ステンレス素材には時計ではロレックスのみ使用する【904Lスティール】(強度は高級ステンレス316Lの2倍以上。本来は化学産業の分野で用いられ、堅牢で研磨性、耐蝕性に優れています。)を鋳造した堅牢なオイスターケースを採用。また目立たない部分ですが、リューズの仕様がディープシーやサブマリーナーと同じトリプロックリューズへ変更となりました。リューズの王冠の下の3つのドットが目印です。防水性能は以前と同様の100m防水ですが、より高い信頼性を確保しています。

文字盤の特徴

 文字盤は時代の流行に左右されないシンプルでクラシカルなデザイン。現行モデルではインデックスが大きく、針とダイアルのコントラストが明確となっており、暗所では明るく発光するロレックス独自の【クロマライト・ルミネッセンス】を採用し高い視認性を誇ります。
また、文字盤とベゼルカラーに合わせGMT針の色はそれぞれ異なり、多針タイプながらも見やすく、完成された文字盤となっています。

ムーブメントの特徴

 ムーブメントは新型のCal.3186を搭載。

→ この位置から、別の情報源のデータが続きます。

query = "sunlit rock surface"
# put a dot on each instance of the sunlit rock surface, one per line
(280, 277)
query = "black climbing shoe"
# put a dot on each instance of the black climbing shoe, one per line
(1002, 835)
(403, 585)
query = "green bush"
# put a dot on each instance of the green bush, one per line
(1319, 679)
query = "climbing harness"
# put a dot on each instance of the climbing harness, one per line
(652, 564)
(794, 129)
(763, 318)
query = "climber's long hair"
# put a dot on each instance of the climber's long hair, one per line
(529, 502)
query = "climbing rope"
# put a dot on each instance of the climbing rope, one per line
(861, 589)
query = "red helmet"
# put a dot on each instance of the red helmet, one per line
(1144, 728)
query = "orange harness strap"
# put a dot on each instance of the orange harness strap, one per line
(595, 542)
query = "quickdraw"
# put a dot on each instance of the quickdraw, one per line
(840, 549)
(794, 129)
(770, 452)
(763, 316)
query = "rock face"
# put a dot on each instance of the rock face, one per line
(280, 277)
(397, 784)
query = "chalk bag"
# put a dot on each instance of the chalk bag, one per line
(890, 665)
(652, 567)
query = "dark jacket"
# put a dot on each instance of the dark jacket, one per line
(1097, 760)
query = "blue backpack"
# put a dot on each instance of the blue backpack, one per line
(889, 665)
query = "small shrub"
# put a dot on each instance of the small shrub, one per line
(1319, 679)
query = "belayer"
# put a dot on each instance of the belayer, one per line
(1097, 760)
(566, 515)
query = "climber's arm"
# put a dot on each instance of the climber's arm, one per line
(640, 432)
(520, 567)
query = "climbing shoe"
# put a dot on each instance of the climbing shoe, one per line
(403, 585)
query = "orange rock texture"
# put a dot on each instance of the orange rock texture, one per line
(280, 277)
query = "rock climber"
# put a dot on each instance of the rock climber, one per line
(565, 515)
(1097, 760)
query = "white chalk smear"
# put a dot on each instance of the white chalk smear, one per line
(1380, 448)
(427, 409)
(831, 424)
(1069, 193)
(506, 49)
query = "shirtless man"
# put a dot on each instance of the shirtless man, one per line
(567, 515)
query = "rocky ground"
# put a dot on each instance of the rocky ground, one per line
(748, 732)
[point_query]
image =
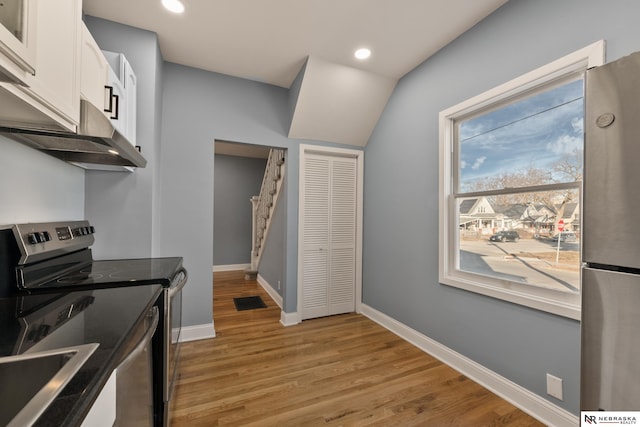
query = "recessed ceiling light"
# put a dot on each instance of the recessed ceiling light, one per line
(363, 53)
(175, 6)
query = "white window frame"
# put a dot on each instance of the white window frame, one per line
(561, 303)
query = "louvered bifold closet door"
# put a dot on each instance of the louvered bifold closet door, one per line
(329, 236)
(342, 236)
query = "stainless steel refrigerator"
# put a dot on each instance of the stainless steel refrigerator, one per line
(610, 354)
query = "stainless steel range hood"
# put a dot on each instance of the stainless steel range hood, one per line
(96, 145)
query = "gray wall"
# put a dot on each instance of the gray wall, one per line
(200, 107)
(401, 189)
(236, 180)
(122, 205)
(35, 187)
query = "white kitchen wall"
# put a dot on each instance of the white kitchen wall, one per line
(35, 187)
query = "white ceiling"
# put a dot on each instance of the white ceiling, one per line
(269, 40)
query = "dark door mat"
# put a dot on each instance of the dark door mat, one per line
(249, 303)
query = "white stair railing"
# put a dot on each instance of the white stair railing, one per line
(264, 204)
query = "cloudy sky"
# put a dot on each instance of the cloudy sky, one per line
(534, 132)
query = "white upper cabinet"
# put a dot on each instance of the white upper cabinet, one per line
(17, 39)
(50, 99)
(94, 71)
(122, 87)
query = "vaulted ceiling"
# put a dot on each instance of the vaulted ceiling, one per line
(270, 41)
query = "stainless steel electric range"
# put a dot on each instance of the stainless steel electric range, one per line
(42, 258)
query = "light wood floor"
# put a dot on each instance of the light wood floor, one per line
(336, 371)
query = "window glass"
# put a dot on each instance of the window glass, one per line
(525, 142)
(511, 164)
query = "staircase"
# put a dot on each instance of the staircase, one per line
(263, 207)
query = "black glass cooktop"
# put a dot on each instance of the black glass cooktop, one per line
(114, 273)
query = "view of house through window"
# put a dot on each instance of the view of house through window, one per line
(517, 170)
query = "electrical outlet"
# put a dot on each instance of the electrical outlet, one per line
(554, 386)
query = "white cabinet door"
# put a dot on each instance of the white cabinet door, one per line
(57, 77)
(52, 98)
(94, 71)
(17, 39)
(329, 235)
(123, 87)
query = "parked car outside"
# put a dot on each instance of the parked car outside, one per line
(565, 236)
(505, 236)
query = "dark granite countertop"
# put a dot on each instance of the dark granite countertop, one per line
(51, 321)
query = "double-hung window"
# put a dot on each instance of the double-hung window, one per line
(510, 187)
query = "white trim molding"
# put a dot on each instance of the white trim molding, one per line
(197, 332)
(230, 267)
(531, 403)
(290, 319)
(275, 296)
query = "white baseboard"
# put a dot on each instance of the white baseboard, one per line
(289, 319)
(275, 296)
(230, 267)
(197, 332)
(529, 402)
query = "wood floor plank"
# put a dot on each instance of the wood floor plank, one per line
(335, 371)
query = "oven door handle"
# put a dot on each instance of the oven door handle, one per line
(175, 289)
(141, 345)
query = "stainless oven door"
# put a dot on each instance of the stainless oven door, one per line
(134, 379)
(173, 325)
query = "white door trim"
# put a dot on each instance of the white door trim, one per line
(335, 152)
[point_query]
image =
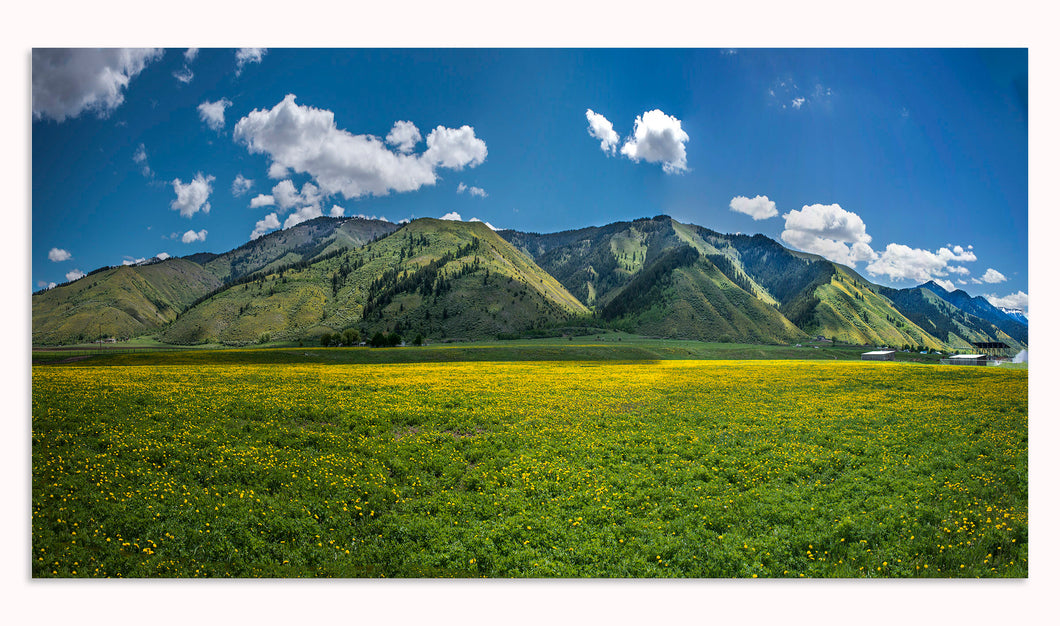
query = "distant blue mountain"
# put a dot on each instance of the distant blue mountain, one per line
(981, 307)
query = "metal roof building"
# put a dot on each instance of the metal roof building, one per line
(967, 359)
(879, 355)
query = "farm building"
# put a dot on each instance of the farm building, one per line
(968, 359)
(879, 355)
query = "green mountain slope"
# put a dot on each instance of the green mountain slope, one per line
(119, 302)
(779, 294)
(433, 278)
(684, 293)
(941, 318)
(851, 309)
(299, 243)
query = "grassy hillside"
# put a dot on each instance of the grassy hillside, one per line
(850, 309)
(431, 278)
(685, 294)
(743, 288)
(933, 313)
(120, 302)
(303, 242)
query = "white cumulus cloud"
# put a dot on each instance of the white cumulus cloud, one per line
(1018, 300)
(757, 208)
(830, 231)
(601, 128)
(992, 276)
(307, 141)
(241, 184)
(184, 74)
(248, 55)
(404, 137)
(213, 112)
(491, 227)
(193, 196)
(657, 138)
(140, 157)
(455, 147)
(902, 263)
(263, 226)
(475, 191)
(262, 200)
(192, 236)
(68, 82)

短針を独立して操作できる機構を備えることで、GMT針とあわせて異なる2カ国の時間表示が可能です。また2005年発表時にはロレックス初の自社製ヒゲゼンマイ「パラクロム・ヒゲゼンマイ」を使用したことでも話題となりました。青色のこの素材は磁力、温度変化に強く、標準値の10倍もの強い耐衝撃性を持ち合わせたロレックスのオリジナル。安定した高精度を可能にしています。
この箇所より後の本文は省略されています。